Agent Patterns

Anti-Pattern Write Access by Default: Schreibzugriff als Standard

Anti-Pattern, bei dem ein Agent unbeschränkten write-Zugriff hat.
Auf dieser Seite
  1. Idee in 30 Sekunden
  2. Beispiel für das Anti-Pattern
  3. Warum es entsteht und was schiefläuft
  4. Richtiger Ansatz
  5. Schnelltest
  6. Worin es sich von anderen Anti-Patterns unterscheidet
  7. Blind Tool Trust vs Write Access by Default
  8. Agents Without Guardrails vs Write Access by Default
  9. Tool Calling for Everything vs Write Access by Default
  10. Selbstcheck: Habt ihr dieses Anti-Pattern?
  11. FAQ
  12. Was als Nächstes

Idee in 30 Sekunden

Write Access by Default ist ein Anti-Pattern, bei dem ein Agent write-tools standardmäßig erhält, ohne policy-gate und ohne Prüfung vor Ausführung.

Dadurch wird ein Modellfehler oder falsches Routing nicht nur zu einer falschen Antwort, sondern zu einer realen Änderung des externen Zustands.

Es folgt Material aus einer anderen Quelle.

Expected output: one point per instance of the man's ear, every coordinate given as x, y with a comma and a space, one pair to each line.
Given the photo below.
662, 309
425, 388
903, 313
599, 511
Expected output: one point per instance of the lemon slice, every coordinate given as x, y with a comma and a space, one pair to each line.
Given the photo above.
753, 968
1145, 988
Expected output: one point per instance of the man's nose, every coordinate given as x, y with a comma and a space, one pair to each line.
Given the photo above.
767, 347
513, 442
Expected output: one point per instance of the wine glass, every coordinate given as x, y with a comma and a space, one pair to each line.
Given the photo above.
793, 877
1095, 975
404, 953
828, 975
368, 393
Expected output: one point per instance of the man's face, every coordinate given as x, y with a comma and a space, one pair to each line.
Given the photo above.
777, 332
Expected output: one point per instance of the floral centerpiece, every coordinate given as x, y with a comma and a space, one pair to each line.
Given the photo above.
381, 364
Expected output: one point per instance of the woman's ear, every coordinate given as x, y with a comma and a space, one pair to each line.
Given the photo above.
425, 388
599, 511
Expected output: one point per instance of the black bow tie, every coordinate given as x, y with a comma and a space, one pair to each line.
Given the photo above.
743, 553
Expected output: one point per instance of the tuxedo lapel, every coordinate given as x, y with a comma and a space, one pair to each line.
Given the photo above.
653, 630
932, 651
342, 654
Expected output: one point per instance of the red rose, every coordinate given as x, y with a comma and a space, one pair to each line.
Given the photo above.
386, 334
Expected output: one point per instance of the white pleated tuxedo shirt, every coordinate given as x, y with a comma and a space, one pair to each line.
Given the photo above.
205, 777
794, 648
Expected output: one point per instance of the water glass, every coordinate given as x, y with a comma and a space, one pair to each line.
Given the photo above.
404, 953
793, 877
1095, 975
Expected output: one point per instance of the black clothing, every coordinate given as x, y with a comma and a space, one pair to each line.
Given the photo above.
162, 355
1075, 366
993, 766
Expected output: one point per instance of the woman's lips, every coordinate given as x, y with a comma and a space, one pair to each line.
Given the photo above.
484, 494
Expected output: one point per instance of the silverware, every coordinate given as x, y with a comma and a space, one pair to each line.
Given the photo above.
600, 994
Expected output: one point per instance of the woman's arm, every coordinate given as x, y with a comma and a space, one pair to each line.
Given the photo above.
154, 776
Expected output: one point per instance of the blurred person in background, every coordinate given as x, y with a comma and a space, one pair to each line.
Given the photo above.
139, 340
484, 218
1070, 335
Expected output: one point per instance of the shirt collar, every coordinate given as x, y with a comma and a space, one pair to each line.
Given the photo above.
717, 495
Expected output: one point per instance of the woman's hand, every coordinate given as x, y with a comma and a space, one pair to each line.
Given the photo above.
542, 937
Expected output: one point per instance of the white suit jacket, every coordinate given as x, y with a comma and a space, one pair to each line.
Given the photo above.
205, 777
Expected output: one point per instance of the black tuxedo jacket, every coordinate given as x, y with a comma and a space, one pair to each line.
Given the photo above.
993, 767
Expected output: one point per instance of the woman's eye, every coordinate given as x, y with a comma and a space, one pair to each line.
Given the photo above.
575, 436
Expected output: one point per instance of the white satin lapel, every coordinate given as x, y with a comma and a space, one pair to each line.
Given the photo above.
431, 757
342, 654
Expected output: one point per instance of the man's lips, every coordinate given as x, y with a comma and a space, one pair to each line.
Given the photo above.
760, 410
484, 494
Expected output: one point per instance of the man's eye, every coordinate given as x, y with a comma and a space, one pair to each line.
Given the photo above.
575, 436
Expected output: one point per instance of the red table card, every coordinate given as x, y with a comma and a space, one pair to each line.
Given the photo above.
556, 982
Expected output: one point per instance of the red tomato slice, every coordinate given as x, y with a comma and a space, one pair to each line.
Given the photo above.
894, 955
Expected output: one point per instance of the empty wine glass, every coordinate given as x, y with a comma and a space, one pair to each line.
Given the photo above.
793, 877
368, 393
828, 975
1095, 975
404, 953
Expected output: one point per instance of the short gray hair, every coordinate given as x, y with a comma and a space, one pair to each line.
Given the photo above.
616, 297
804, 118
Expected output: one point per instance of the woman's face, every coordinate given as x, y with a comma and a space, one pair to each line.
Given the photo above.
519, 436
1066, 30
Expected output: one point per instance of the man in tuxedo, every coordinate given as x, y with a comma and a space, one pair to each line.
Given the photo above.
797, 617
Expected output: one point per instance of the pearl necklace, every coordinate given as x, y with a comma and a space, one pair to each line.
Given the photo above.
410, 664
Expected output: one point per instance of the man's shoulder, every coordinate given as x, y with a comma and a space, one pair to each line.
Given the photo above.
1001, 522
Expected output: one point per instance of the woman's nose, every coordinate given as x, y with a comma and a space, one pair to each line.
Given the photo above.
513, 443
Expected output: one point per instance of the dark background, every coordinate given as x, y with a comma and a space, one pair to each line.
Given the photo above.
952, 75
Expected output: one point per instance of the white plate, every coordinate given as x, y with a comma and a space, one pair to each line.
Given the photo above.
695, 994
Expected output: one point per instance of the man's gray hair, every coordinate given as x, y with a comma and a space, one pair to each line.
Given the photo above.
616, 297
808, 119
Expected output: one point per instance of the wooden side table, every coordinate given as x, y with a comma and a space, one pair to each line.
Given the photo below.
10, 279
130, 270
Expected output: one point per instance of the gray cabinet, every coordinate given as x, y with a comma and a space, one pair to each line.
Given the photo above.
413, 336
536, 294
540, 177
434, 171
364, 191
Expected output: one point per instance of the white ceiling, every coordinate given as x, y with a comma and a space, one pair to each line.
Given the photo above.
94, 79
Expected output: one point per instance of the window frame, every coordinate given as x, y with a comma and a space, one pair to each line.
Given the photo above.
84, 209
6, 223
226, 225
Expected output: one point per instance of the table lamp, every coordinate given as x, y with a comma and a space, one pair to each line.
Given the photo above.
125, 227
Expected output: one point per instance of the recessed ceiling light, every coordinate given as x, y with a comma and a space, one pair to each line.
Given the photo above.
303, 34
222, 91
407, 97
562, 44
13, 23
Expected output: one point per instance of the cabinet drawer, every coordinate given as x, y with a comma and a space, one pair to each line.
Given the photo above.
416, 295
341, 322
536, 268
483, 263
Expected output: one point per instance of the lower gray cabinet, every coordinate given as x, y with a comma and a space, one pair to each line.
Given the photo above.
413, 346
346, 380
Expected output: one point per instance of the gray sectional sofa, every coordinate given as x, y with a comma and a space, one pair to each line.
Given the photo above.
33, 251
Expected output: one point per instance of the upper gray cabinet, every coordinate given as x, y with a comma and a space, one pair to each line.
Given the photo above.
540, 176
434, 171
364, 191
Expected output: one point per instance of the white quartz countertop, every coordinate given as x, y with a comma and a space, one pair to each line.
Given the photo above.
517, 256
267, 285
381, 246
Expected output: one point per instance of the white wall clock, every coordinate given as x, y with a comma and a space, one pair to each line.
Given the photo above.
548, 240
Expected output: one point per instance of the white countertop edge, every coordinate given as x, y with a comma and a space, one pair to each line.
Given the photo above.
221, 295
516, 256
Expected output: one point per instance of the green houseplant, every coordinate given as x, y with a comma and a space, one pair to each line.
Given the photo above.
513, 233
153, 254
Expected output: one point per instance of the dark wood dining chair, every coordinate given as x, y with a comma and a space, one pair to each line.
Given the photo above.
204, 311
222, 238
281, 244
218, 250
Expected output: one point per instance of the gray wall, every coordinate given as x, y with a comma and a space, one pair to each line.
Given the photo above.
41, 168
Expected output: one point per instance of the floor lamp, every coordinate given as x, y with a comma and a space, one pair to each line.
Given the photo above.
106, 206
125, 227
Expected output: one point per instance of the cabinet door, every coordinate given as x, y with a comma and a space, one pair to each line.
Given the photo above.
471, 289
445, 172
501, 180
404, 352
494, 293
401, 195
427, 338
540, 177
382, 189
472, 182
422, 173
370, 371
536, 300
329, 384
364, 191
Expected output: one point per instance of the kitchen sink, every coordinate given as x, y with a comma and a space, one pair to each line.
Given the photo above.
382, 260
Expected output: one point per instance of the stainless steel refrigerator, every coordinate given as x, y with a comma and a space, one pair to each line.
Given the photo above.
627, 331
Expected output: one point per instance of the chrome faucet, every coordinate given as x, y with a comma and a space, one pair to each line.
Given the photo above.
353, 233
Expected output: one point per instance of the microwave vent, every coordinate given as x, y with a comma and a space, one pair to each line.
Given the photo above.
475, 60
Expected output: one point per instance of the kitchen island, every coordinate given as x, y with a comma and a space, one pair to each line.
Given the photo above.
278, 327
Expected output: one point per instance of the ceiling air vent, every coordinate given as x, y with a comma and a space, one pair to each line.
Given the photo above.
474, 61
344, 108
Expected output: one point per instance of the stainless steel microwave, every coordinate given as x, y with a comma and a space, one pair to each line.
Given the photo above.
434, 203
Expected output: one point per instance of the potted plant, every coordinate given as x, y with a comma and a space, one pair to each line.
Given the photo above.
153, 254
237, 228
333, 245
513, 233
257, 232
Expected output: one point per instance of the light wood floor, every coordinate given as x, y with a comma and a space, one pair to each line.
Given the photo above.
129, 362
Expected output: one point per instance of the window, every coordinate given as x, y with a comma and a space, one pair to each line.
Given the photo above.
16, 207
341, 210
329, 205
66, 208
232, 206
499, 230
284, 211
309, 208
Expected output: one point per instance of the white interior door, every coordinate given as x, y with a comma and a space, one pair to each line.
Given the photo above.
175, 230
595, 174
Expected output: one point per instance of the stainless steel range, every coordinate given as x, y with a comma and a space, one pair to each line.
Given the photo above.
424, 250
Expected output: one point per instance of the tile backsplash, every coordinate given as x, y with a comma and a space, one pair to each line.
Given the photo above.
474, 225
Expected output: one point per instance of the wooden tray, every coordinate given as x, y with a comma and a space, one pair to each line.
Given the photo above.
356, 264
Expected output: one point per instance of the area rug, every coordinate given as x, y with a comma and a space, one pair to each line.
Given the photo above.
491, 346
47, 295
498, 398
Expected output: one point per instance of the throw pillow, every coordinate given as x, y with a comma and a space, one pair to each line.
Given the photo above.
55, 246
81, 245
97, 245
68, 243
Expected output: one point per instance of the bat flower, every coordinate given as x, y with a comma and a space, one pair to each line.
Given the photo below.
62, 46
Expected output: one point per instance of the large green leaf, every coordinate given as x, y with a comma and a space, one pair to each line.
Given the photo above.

Einfache Regel: write darf nicht "standardmäßig" sein, sondern nur über einen separaten kontrollierten Pfad mit expliziter Prüfung von Rechten, Kontext und Ausführungsbedingungen.

Beispiel für das Anti-Pattern

Das Team baut einen Support-Agenten, der den Bestellstatus liest und bei Bedarf ein Ticket schließen oder eine Mail senden kann.

Der Agent bekommt write-tools sofort, ohne eigene Prüfphase vor der Aktion.

PYTHON
decision = agent.decide_next_action(user_message)
# Route ist falsch, aber write ist trotzdem verfügbar
result = run_tool(decision.tool, decision.args)
return result

In diesem Setup fehlt der Basisschutz:

PYTHON
# kein deny-by-default für write-tools
# kein approval_required für riskante Aktionen
# kein idempotency_key für Wiederholungen
# kein harter tenant/env scope

Für diesen Fall braucht ihr ein policy-gate vor jedem write-Schritt:

PYTHON
if decision.tool in WRITE_TOOLS and not is_write_allowed(ctx, decision):
    return stop("approval_required")

Wenn Bedingungen nicht erfüllt sind, darf der Run nicht in eine externe write-Aktion gehen.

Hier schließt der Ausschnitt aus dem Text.